咆哮するは鋼鉄の火龍
 箱根軍の総力を上げ急ピッチで要塞の改修作業が行われていた。

 切断された断面に元々あった剥き出しの鉄筋に、更に鉄のパイプ等で骨組みがつけられ、その上に鋼板を溶接やネジ、釘等様々な物で壁が作られた。

 宇佐美は要塞上部の仕掛け作りに没頭し、榊原は全ての工事を監督し仕切っていた。

 本多は斉藤から防弾シールドを貰ったが、ヘルメットと自分のアーマーの強化に使用して斎藤に怒られ、更に勝手に動いたのでドクターにも大目玉を食らっていた。

 竹中の命令で要塞の完成を待たずして火龍の出発が決定した。

立花
「出撃ですか?」

竹中
「少しずつでも戦力を削っておきたい、危なくなったら直ぐに戻れ、攻めて引くを繰り返して貰いたい」

立花
「装甲列車でゲリラ戦ですか」

竹中
「過酷だろうが頼めるか?」

立花
「断る勇気はありませんし、有効な手段だと思います。ただ一つお願いが」

竹中
「言ってくれ」

立花
「要塞の巨砲が一門欲しいんですが」

竹中
「許可する。無理はするなよ」
 
 既に次の作戦に不必要とされた要塞砲台は取り外されおり、それを別の輸送列車に載せて簡易装甲列車に仕立て火龍の先頭へと持ってこられた。
 
 ここからの火龍は今までの中でも一番過酷な戦いに望む事となる。

 東名は全兵力を防衛に回し、移動要塞から東名迄の至るところに防衛線を張って箱根軍を待ち構えていた。

 火龍の活躍が東名に知れ渡っていた為、レールに障害物が置かれレール自体も数ヶ所に渡って外されていた。

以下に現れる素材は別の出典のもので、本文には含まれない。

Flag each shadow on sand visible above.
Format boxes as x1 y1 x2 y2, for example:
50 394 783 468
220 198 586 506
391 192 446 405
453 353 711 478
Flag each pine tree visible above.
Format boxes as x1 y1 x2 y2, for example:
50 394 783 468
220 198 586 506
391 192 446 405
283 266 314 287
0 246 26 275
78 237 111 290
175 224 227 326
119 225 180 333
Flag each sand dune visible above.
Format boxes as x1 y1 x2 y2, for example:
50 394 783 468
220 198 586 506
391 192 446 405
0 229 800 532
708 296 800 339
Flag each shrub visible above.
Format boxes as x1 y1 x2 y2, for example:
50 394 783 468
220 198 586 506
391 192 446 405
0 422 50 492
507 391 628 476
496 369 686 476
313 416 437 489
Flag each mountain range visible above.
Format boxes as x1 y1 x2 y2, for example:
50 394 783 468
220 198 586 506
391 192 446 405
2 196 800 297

 その為東名が築いたバリケードを要塞から積み替えた巨砲で破り、レールを敷き直すという作業まで行わなければならなず、少し前進しては敵の防衛線と砲撃戦が始まり、迫り来る敵を迎撃しながら撤退の繰り返しであった。

 火龍が再度出撃する頃には東名側は破られた部隊の再編成を行い再度防衛線を建て直しの繰り返しであった。

 ある時には敵の戦闘車両の奇襲を切り抜けたと思ったら後方に敵が回りこんでいたりと、戦況は日々苛烈を極めていき、火龍は次第にボロボロになっていった。

 弾薬が尽きかけたり、破損状況が酷くなると要塞に戻り弾薬の補給と応急処置を受け何度も何度も出撃した。

 負傷した者は一度火龍を降り、回復する前に次の出撃に合わせ再度乗り込んで行った。

 火龍隊が敵の戦車隊を破壊した頃には東名の現存防衛戦力では火龍を破壊するには決定打を失ったと判断し、防衛ラインを放棄し引き上げを開始、遂に火龍は東名を見定められる所までたどり着いた。
 
 それは出撃から20日目の夜だった。

 厳しい激戦地を潜り抜けた立花一行は火龍の上部ハッチから空中の都市「東名」を眺めていた。

立花
「話に聞いた通りだな」

佐竹
「凄い眺めですね」

 旧世界では車両が通っていたと言われる大きな柱に支えられた延々に続くコンクリートの橋上に、人の営みの光が見える。

立花
「片倉、高さを計ってくれ」

佐竹
「昔の人間は巨人だったんですかね」

立花
「要塞にといい、この空中都市といい、そう思えるのも当然ですね」

佐竹
「きっと食べ物が少ないから、小さくしたんですよ最適化で」

立花
「あながちそうかも」
 
 その時潜伏していた東名軍から夜襲がかけられた。

立花
「逃げるぞ!片倉計測は?」

片倉
「できました」

立花
「どう出た?」
 
 敵の機銃の音と被弾音が響いてたが、20日間戦いっぱなしで皆、耐性が付き被弾音を気にもとめなかった。

片倉
「少し要塞の方が低いぐらいですね」

立花
「いい土産が出来た。機関車撤退だ」

 敵の追撃を軽く振り切り火龍は要塞へと急いだ。

 意気揚々と立花達が戻ると移動要塞改が不細工ながらも完成していた。

宇佐美
「立花少佐竹、ご無事でしたか、出来ましたよ」
 
 移動要塞改修作業の為に残された宇佐美が出迎えた。

立花
「ああ、それなんだけど実際計ってきたらこっちの方が背が低いんだよ」

宇佐美
「行ったんですか?まあ仕掛け板を長くしたから大丈夫ですー、親方がこれを『鷹揚』ってつけました」

立花
「鷹揚?巨大って意味の?

 火龍といい二文字が好きなんだな」

宇佐美
「ノッポが良いっていったんですけど、名機は漢字で二文字だって昔から決まってるって」

立花
「ハハハ、ノッポはやめとこう、これボコボコにされるし」

宇佐美
「折角作ったのに」

竹中
「戻ったか!」

立花
「東名まで肉薄して来ました」

竹中
「お前達が派手に暴れてくれたお陰でこっちには気づかれんかったはずだ。

 本当に良くやった」

立花
「しかし夜中な上に奇襲かけられたんで詳細な戦力は分かりませんのでもう一度行きます」

斎藤
「十分だ、これ以上黒田の部下に手柄を立てられてたまるか」

竹中
「それもそうだな立花2日休め、これは命令だ。
 
 後から追いかけて来いどうせ鷹揚は足が遅い」

立花
「助かります。直ぐに追い付きます」

斎藤
「寝とれ寝とれ、そんなんだから小さいんじゃ」

立花
「親方に、あっ榊原部長にも言われました」

竹中
「よし斎藤行くぞ」
 
 竹中は特殊な戦車に乗り軍刀で進軍の合図を出した。

 集結していた箱根軍の大部隊が土煙を上げ鷹揚を囲み北を目指し歩み始めた。

 箱根の軍が東名に向かい出撃し、立花達はそれを見届ける間もなく崩れるように直ぐに眠りについた。